The UNHRC resolution sets out the process of reconciliation that Sri Lanka will undertake in the aftermath of three decades of war. The President and his government need to ensure, among others, continued support to the Office of Missing Persons in its efforts to locate the missing in the North, East and the South and also ensure that the Office of Reparations resolves the issues of people affected by the war and pay compensation in an equitable manner.
The National Peace Council calls on the presidential candidates and the political parties they represent to present their vision of a political solution that includes all ethnicities and religions, and to publicly pledge that the impunity that prevailed in the past will not re-emerge to violate human rights. Whichever candidate wins, the outcome of the presidential election must be one that gives hope about the future in which the human rights of all sectors and all communities are protected and nurtured.

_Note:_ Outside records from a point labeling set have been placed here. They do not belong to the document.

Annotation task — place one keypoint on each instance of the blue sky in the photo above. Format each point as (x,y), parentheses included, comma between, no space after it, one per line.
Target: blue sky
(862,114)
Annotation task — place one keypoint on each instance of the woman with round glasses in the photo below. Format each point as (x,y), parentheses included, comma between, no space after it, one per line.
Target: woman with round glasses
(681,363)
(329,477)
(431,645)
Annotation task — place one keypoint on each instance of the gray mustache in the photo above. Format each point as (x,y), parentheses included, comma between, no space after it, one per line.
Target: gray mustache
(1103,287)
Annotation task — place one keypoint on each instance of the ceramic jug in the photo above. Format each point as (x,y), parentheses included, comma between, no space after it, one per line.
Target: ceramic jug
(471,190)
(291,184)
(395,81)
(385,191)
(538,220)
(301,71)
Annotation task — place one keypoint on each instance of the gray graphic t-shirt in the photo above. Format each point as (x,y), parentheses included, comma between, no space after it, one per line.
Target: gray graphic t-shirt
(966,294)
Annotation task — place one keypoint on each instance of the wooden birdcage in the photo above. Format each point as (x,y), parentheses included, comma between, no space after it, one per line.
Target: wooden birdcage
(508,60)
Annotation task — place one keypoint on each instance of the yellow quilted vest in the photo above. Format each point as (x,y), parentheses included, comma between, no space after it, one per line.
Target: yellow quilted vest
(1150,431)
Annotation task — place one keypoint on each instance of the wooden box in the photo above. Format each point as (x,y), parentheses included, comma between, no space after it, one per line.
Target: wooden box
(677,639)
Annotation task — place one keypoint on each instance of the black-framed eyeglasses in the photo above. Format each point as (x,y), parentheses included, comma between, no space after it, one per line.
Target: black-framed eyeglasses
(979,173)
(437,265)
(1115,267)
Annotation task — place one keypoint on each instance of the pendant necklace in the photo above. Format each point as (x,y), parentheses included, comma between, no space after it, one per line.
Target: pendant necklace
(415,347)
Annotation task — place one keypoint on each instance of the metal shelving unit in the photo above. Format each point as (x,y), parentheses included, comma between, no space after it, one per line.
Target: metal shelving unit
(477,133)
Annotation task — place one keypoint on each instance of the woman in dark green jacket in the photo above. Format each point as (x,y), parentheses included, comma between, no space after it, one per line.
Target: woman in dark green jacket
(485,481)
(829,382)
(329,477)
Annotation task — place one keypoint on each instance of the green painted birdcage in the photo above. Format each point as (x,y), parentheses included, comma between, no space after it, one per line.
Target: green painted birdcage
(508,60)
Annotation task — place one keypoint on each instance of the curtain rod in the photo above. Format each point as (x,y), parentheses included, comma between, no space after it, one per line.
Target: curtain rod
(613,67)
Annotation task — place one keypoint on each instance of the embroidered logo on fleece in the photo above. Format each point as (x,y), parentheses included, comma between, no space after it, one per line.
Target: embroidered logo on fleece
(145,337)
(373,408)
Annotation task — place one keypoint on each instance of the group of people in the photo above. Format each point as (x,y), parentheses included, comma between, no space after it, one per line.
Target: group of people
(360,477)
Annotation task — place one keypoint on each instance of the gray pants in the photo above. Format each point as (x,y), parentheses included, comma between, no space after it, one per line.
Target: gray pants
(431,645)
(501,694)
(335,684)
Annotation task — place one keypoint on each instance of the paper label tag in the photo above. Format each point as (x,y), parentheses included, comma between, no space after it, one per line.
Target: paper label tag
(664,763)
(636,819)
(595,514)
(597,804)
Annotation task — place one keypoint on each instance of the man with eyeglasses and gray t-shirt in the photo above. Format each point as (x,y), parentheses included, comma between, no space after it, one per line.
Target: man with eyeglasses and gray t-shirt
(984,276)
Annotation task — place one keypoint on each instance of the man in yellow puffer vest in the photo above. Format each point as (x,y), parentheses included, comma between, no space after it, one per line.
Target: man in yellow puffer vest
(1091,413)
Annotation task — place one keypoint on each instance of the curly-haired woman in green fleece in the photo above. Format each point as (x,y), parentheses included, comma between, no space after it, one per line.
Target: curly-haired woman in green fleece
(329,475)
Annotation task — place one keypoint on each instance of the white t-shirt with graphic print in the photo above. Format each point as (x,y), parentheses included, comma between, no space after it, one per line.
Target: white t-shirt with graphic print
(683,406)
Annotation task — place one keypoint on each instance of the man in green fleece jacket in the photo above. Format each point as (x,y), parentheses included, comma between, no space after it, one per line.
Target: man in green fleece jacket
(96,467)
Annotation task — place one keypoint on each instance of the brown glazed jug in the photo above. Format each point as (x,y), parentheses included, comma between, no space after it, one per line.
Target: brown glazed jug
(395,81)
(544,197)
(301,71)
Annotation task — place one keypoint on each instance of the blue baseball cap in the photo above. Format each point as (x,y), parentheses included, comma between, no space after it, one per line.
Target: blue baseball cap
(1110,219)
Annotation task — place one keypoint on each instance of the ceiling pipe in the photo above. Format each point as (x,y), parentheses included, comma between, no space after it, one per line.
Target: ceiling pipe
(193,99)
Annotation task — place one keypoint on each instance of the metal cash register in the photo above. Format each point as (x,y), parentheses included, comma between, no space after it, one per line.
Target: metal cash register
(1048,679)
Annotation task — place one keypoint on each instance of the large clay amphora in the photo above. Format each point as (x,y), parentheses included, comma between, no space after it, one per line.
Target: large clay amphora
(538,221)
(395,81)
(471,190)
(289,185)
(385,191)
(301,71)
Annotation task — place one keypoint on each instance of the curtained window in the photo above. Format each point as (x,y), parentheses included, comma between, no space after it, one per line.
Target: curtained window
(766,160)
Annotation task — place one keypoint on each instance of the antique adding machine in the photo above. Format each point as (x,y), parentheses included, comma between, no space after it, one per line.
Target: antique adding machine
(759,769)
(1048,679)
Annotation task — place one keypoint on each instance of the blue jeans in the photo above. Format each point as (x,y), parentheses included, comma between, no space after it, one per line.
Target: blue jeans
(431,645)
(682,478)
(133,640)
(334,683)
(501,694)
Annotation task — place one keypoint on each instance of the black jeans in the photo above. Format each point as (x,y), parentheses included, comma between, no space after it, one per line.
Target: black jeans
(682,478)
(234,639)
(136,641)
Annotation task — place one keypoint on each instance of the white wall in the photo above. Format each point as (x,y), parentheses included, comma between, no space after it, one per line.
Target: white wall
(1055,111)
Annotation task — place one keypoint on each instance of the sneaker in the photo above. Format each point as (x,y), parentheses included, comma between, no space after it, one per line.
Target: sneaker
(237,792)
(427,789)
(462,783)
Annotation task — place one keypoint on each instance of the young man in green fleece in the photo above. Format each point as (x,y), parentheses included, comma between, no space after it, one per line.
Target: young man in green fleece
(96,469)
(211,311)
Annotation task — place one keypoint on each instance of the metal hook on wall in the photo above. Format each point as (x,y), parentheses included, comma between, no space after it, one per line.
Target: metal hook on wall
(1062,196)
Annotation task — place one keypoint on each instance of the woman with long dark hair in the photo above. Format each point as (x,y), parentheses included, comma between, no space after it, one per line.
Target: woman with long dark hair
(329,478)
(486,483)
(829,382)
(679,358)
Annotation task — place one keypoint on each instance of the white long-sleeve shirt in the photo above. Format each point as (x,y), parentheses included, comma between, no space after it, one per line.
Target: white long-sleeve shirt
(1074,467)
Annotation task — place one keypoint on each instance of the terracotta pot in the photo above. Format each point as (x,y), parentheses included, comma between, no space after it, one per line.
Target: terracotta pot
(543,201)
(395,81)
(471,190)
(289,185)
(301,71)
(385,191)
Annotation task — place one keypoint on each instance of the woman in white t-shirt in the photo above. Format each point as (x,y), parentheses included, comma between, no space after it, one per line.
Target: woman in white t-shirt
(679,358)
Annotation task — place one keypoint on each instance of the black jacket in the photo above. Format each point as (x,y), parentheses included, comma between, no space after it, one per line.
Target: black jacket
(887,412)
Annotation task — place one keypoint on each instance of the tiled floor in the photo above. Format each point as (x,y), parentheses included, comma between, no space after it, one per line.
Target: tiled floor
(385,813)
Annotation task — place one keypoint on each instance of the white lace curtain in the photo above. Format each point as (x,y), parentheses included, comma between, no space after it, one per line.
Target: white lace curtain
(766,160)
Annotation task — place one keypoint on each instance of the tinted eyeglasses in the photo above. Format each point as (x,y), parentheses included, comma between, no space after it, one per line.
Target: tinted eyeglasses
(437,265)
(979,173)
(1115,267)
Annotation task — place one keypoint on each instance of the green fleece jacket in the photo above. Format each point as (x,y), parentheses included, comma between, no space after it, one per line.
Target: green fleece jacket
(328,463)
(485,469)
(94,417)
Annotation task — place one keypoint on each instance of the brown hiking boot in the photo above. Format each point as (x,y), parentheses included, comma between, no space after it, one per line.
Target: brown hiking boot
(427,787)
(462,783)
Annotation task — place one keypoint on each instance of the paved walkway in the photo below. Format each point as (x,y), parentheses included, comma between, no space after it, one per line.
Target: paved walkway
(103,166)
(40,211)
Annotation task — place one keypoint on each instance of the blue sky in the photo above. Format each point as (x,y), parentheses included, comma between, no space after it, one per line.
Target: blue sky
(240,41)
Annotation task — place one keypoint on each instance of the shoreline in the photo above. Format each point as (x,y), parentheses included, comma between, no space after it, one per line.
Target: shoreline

The National Peace Council is an independent and non partisan organization that works towards a negotiated political solution to the ethnic conflict in Sri Lanka. It has a vision of a peaceful and prosperous Sri Lanka in which the freedom, human rights and democratic rights of all the communities are respected. The policy of the National Peace Council is determined by its Governing Council of 20 members who are drawn from diverse walks of life and belong to all the main ethnic and religious communities in the country.